British writer of children's books

Anthony Lee Ross (born 10 August 1938) is a British author and illustrator of children's picture books. In Britain, he is best known for writing and illustrating his Little Princess books and for illustrating the Horrid Henry series by Francesca Simon, both of which have become TV series for Milkshake! and CITV respectively based on his artwork. He also illustrates the works of David Walliams. He has also illustrated the Amber Brown series by Paula Danziger, the Dr. Xargle series by Jeanne Willis, and the Harry The Poisonous Centipede series by Lynne Reid Banks.

==Early life==
Ross was born on 10 August 1938 in London. His parents are Eric Turle Lee Ross and Effie Ross (née Griffiths). He attended Helsby Grammar School and studied at the Liverpool School of Art and Design.

==Career==
Ross has had many jobs, including a cartoonist, graphic designer, then art director at an advertising agency. In 1976, his long association with the fledgling Andersen Press began with the publication of his re-telling of Goldilocks and the Three Bears. For several years he was senior lecturer in art and head of the illustration course at Manchester Polytechnic.

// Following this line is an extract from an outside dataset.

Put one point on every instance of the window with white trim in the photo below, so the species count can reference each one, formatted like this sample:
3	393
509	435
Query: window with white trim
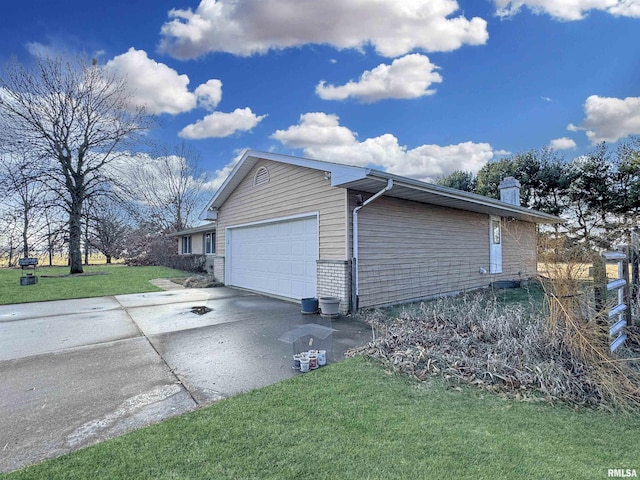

Among WorldCat participating libraries, the eight most widely held works by Ross are Amber Brown books written by Danziger. The most widely held book written and illustrated by Ross is I Want Two Birthdays (2008), which is represented in ten languages.

==Awards==
In 1986 Ross won the Deutscher Jugendliteraturpreis, picture books category, for Ich komm dich holen!, the German-language edition of I'm coming to get you! (Andersen, 1984). For the third Dr. Xargle book with Willis, Dr. Xargle's book of Earth Tiggers, about cats, he was a highly commended runner-up for the 1990 Kate Greenaway Medal from the Library Association, recognising the year's best children's book by a British subject.

For his contribution as a children's illustrator he was UK nominee for the biennial, international Hans Christian Andersen Award in 2004.